Die deutschsprachige Wikipedia ist auf dem Weg, KI-generierte Artikel zu verbieten. Am Sonntagabend um 19 Uhr endet eine Abstimmung, die zudem strenge Regeln für den Einsatz KI-generierter Bilder vorsieht. Kurz vor Ende der Abstimmungsfrist liegen die Befürworter des Vorschlags mit rund 80 Prozent in Führung. Die Abstimmung wäre verbindlich für die deutschsprachige Wikipedia.

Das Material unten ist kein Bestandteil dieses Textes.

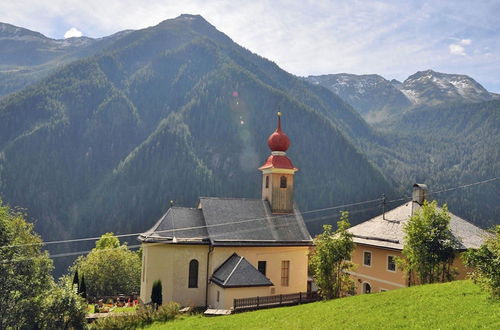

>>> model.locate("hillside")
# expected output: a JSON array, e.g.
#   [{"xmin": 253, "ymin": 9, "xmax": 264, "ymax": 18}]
[
  {"xmin": 305, "ymin": 70, "xmax": 498, "ymax": 122},
  {"xmin": 0, "ymin": 22, "xmax": 129, "ymax": 99},
  {"xmin": 0, "ymin": 15, "xmax": 393, "ymax": 258},
  {"xmin": 307, "ymin": 70, "xmax": 500, "ymax": 228},
  {"xmin": 306, "ymin": 73, "xmax": 412, "ymax": 123},
  {"xmin": 147, "ymin": 281, "xmax": 500, "ymax": 330}
]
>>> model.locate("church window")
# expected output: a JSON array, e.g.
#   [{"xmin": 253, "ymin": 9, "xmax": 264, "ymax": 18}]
[
  {"xmin": 281, "ymin": 260, "xmax": 290, "ymax": 286},
  {"xmin": 257, "ymin": 261, "xmax": 267, "ymax": 276},
  {"xmin": 188, "ymin": 259, "xmax": 198, "ymax": 288},
  {"xmin": 363, "ymin": 251, "xmax": 372, "ymax": 267},
  {"xmin": 280, "ymin": 176, "xmax": 286, "ymax": 188}
]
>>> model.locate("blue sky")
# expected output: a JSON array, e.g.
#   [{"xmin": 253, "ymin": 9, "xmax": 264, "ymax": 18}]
[{"xmin": 0, "ymin": 0, "xmax": 500, "ymax": 93}]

„Die Wikipedia ist ein Projekt mit von Menschen für Menschen recherchierten und geschriebenen Inhalten“, heißt es in dem Vorschlag. „Der Einsatz von generativer Künstlicher Intelligenz im Zusammenhang mit der Erarbeitung von Inhalten für die Wikipedia ist daher grundsätzlich unerwünscht.“ Auch als Belege sollen erkennbar KI-generierte Texte nicht verwendet werden.
Die Wikipedia kämpft mehr und mehr damit, dass größere Mengen an KI-generierten Texten in schlechter Qualität in die Enzyklopädie gekippt werden. Wie sich diesem Phänomen Einhalt gebieten lässt, darüber diskutieren die ehrenamtlichen Autoren schon eine Weile.
Wikipedia kämpft mit veralteten Informationen und Fehlern
Während die Abstimmung in der Wikipedia vorbereitet wurde und läuft, hat sich die Qualität der neuesten KI-Modelle noch einmal deutlich verbessert – allerdings auch deshalb, weil die Modelle besser gelernt haben, Informationen aus anderen Quellen wie der Wikipedia zu verwenden. Tatsächlich ist die Wikipedia schon seit Jahren eine der wichtigsten Datenquellen für das Training Künstlicher Intelligenzen.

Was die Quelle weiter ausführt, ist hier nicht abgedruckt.